On Wed, 30 Nov 2022 03:39:51 -0500 Evan Leibovitch via talk <talk@gtalug.org> wrote:
On Tue, Nov 29, 2022 at 7:37 PM Stewart C. Russell via talk <talk@gtalug.org> wrote:
On 27/11/2022 21.01, Evan Leibovitch via talk wrote: Along with other AGM business, we will be discussing how GTALUG goes forward with our online services. I'm glad we're going to have this discussion. Chris Browne's untimely passing two years ago showed how heavily GTALUG relied on the work of a very few volunteers. And we do have a lot of online services, including:
- the website; - the mailing lists and their various archives. Maintaining and moderating a mailing list is no trivial thing; - GTALUG Wiki — https://wiki.gtalug.org/start — which I don't think anyone's touched for over two years.
It might be worth re-evaluating what resources we need. Could we make do with a hosted WordPress instance and move the lists to groups.io? All ideas are welcomed.
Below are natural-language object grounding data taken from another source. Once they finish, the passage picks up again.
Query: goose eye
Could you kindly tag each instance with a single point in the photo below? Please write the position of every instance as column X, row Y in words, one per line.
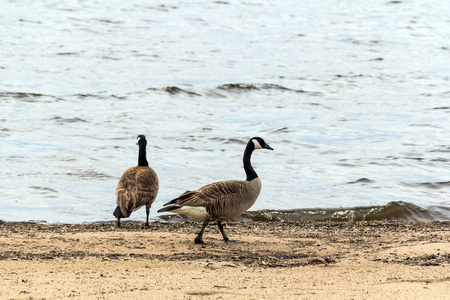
column 257, row 144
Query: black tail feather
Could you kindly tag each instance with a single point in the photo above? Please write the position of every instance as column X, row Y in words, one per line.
column 182, row 197
column 117, row 212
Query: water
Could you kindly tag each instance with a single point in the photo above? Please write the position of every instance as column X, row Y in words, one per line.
column 353, row 96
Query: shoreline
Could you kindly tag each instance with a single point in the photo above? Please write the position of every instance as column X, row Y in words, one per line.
column 277, row 260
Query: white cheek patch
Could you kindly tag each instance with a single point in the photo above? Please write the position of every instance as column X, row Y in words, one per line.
column 257, row 145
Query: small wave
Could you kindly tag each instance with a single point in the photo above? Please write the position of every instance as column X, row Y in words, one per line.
column 29, row 97
column 362, row 181
column 393, row 211
column 90, row 175
column 43, row 189
column 246, row 87
column 174, row 90
column 430, row 185
column 67, row 120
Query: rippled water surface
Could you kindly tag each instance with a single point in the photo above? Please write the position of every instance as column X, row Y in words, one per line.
column 353, row 95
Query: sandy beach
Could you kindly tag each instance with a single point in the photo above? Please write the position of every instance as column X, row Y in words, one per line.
column 298, row 260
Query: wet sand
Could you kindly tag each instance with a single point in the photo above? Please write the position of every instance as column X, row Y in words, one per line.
column 298, row 260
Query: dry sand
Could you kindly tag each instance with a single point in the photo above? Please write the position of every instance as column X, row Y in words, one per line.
column 301, row 260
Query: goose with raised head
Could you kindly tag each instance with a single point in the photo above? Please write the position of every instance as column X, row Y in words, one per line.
column 137, row 187
column 223, row 200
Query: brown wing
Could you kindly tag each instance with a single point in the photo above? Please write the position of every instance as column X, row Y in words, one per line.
column 217, row 191
column 138, row 186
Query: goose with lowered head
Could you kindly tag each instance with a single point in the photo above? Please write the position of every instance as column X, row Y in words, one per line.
column 137, row 187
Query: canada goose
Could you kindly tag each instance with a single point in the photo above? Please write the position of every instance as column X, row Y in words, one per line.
column 223, row 200
column 138, row 186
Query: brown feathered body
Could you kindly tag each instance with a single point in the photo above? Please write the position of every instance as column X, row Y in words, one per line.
column 220, row 201
column 137, row 187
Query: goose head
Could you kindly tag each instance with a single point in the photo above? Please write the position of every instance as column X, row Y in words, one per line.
column 259, row 143
column 141, row 141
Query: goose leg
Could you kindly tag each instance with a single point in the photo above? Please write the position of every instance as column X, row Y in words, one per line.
column 199, row 238
column 225, row 238
column 147, row 210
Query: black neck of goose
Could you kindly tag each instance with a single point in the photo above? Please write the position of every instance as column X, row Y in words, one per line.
column 142, row 160
column 251, row 174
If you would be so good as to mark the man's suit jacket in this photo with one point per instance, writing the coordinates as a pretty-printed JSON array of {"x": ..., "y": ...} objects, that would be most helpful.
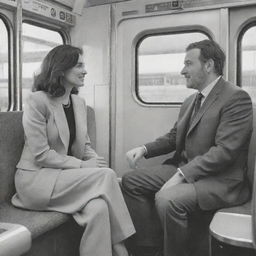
[
  {"x": 215, "y": 144},
  {"x": 46, "y": 145}
]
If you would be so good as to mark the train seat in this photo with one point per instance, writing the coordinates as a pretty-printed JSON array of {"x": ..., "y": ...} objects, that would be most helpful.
[
  {"x": 231, "y": 229},
  {"x": 53, "y": 233}
]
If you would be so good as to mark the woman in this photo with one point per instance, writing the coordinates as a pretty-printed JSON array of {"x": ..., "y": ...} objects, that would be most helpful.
[{"x": 58, "y": 169}]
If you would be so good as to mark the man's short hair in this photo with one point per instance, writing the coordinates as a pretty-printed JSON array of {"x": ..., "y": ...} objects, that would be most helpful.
[{"x": 210, "y": 50}]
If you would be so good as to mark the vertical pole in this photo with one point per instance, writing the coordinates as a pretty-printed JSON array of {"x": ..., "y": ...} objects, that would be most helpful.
[{"x": 17, "y": 92}]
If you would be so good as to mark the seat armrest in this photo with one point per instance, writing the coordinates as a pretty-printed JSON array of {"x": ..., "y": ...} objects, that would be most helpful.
[{"x": 14, "y": 239}]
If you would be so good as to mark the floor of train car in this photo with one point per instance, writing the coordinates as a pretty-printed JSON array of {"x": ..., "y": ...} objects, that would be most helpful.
[{"x": 221, "y": 249}]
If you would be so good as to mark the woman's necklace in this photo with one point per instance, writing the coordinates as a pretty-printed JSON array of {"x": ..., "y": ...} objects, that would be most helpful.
[{"x": 66, "y": 105}]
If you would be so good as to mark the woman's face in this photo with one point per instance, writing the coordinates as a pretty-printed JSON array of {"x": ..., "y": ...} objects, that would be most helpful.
[{"x": 74, "y": 77}]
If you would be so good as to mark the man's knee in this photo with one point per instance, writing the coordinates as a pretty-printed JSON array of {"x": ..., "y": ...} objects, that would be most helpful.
[
  {"x": 178, "y": 201},
  {"x": 98, "y": 207},
  {"x": 129, "y": 181},
  {"x": 162, "y": 202}
]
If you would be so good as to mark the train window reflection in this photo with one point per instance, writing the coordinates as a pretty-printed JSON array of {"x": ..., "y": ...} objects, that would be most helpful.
[
  {"x": 248, "y": 61},
  {"x": 159, "y": 62},
  {"x": 37, "y": 42},
  {"x": 4, "y": 67}
]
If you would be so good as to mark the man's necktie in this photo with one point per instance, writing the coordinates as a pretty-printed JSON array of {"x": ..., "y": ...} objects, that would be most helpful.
[{"x": 197, "y": 105}]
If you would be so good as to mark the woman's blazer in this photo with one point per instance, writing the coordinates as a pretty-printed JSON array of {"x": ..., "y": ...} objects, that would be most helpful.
[{"x": 46, "y": 145}]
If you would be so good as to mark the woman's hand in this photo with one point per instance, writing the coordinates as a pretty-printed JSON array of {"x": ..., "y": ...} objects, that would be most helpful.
[{"x": 97, "y": 162}]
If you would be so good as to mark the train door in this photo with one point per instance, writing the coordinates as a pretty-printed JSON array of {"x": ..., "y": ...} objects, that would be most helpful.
[{"x": 148, "y": 59}]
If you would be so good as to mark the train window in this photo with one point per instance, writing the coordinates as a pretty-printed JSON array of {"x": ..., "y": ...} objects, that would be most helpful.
[
  {"x": 37, "y": 42},
  {"x": 159, "y": 61},
  {"x": 248, "y": 60},
  {"x": 4, "y": 67}
]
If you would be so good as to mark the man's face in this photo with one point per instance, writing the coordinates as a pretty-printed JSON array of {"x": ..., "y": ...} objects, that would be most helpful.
[{"x": 194, "y": 70}]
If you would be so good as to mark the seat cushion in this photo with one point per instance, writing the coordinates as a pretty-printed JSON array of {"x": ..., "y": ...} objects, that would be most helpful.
[{"x": 37, "y": 222}]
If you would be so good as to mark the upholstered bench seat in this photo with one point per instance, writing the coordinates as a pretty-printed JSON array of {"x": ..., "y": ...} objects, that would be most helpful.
[
  {"x": 36, "y": 222},
  {"x": 53, "y": 233}
]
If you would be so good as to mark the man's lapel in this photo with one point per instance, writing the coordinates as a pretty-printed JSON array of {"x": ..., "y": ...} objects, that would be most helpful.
[{"x": 212, "y": 97}]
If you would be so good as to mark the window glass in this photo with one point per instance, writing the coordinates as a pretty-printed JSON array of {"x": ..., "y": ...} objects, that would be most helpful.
[
  {"x": 37, "y": 42},
  {"x": 4, "y": 67},
  {"x": 159, "y": 62},
  {"x": 248, "y": 61}
]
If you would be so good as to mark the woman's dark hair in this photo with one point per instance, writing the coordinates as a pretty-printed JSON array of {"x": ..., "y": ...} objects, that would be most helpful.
[
  {"x": 56, "y": 62},
  {"x": 210, "y": 50}
]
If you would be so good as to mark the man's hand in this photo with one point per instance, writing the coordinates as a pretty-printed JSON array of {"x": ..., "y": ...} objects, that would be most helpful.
[
  {"x": 97, "y": 162},
  {"x": 176, "y": 179},
  {"x": 134, "y": 155}
]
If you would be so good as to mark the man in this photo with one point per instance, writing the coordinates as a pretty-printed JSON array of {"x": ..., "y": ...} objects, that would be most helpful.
[{"x": 207, "y": 171}]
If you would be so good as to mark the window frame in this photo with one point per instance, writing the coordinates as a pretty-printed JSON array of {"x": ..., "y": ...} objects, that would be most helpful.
[
  {"x": 139, "y": 40},
  {"x": 242, "y": 32},
  {"x": 9, "y": 29}
]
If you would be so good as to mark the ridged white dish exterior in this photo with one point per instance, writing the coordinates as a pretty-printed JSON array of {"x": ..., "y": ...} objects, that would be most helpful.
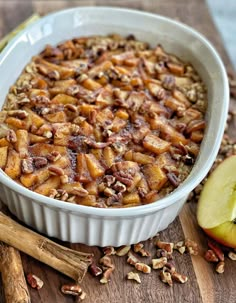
[{"x": 114, "y": 227}]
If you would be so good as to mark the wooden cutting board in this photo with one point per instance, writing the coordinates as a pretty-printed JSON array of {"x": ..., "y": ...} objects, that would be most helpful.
[{"x": 204, "y": 285}]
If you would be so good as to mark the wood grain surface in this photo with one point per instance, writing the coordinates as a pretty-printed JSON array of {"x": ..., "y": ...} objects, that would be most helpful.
[{"x": 204, "y": 284}]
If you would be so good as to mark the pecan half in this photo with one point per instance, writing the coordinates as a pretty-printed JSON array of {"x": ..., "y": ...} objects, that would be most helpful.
[
  {"x": 217, "y": 250},
  {"x": 179, "y": 278},
  {"x": 132, "y": 260},
  {"x": 166, "y": 277},
  {"x": 133, "y": 276},
  {"x": 191, "y": 247},
  {"x": 95, "y": 270},
  {"x": 40, "y": 162},
  {"x": 11, "y": 136},
  {"x": 232, "y": 255},
  {"x": 123, "y": 250},
  {"x": 143, "y": 268},
  {"x": 27, "y": 166},
  {"x": 54, "y": 170},
  {"x": 109, "y": 250},
  {"x": 220, "y": 267},
  {"x": 34, "y": 281},
  {"x": 210, "y": 256},
  {"x": 72, "y": 289},
  {"x": 168, "y": 246},
  {"x": 159, "y": 263}
]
to admin a vps or two with apache/nginx and mailman with a few thousand? subscribers is, imnsho, not a major thing and in terms of vps costs is maybe like 10 bucks a month (for two vps) if even two is really needed I have been on the mailing list for ten? years now and I do not remember any month where gtalug had any volume that exceeds what a five bucks per month vps can carry and a properly configured mailman (which is very mature and can be battle hardened) cannot take more than an hour or two per month to admin. (that said, depending on configuration it can be a full time job - but of course, I am basing the hour or two on hardened configuration with some additional scripts, to do stuff automagically - as I am very lazy)
Anything we host ourselves bears both admin resources and financial hosting cost. Right now we're using mailman and frankly, I see the bounce messages and it's almost impossible to keep track of. (Hint: I tried mailing this Sunday night but that bounced). I really don't like mailman anymore. There are better ways to filter spam.
if your own email to mailman is bouncing, this is probably not what you think it is :)
Is GTALUG Inc a qualifying non-profit?
Yes. We've already been vetted by TechSoup *and* approved by Google. In fact we've had access to the Google nonprofit package for almost a year and could move things over to it at any time. The discussion at hand is whether we want to start really using it.
What happens when Google decides to stop providing this free service?
Google had indeed been known to axe products and projects that didn't pan out as they'd hoped (I particularly mourn the loss of Google Cardboard and Google Reader). Google for Nonprofits <https://www.google.com/nonprofits/> is unlikely to be one of them; it's actually very popular. A great many NPOs -- some of which are household names -- depend on that service. And with Alphabet being as insanely profitable as it is, the company is unlikely to jettison its primary CSR <https://en.wikipedia.org/wiki/Corporate_social_responsibility> tool.
That said, I'm in no position to guarantee anything.
and this sentence is the crux of it. personally I do not trust google. very frequently the left hand and the right hand are independently arguing with the right pinky toe over something the left ear heard the mouth whisper while a strong wind was blowing. it would be far easier to pay 10 bucks and get three sysadmins to each donate an hour a month (and their scripts :) ) so, if you decide to continue having an emailing list and self hosted services I would gladly donate some of my time (at least four hours a month), providing that there is at least one (or two) other high/senior skill dev/sys/ops also?
Where does our data go? “If you are not paying for it, you're not the
customer; you're the product being sold.”*
In this case, it's not the case.
When you use basic personal GMail and Google Docs, you are most certainly giving up privacy in return for "free" services. But that's not what's on offer here. We have access to Google Workplace <https://workspace.google.com/> (formerly known as G Suite) which is the commercial service that businesses use as a subscription-based productivity suite. In return for companies paying for Google Workplace, the company does not scan your data and it's subject to both Canadian and European privacy laws (after all, the apps themselves are pretty much the same as the free ones, what Workplace customers are paying for is privacy and support). What GTALUG has is a no-cost commercial license for Google Workplace (as well as other stuff including $10K worth of Google search advertising per month). So we have access to the commercial non-snooped service at no cost.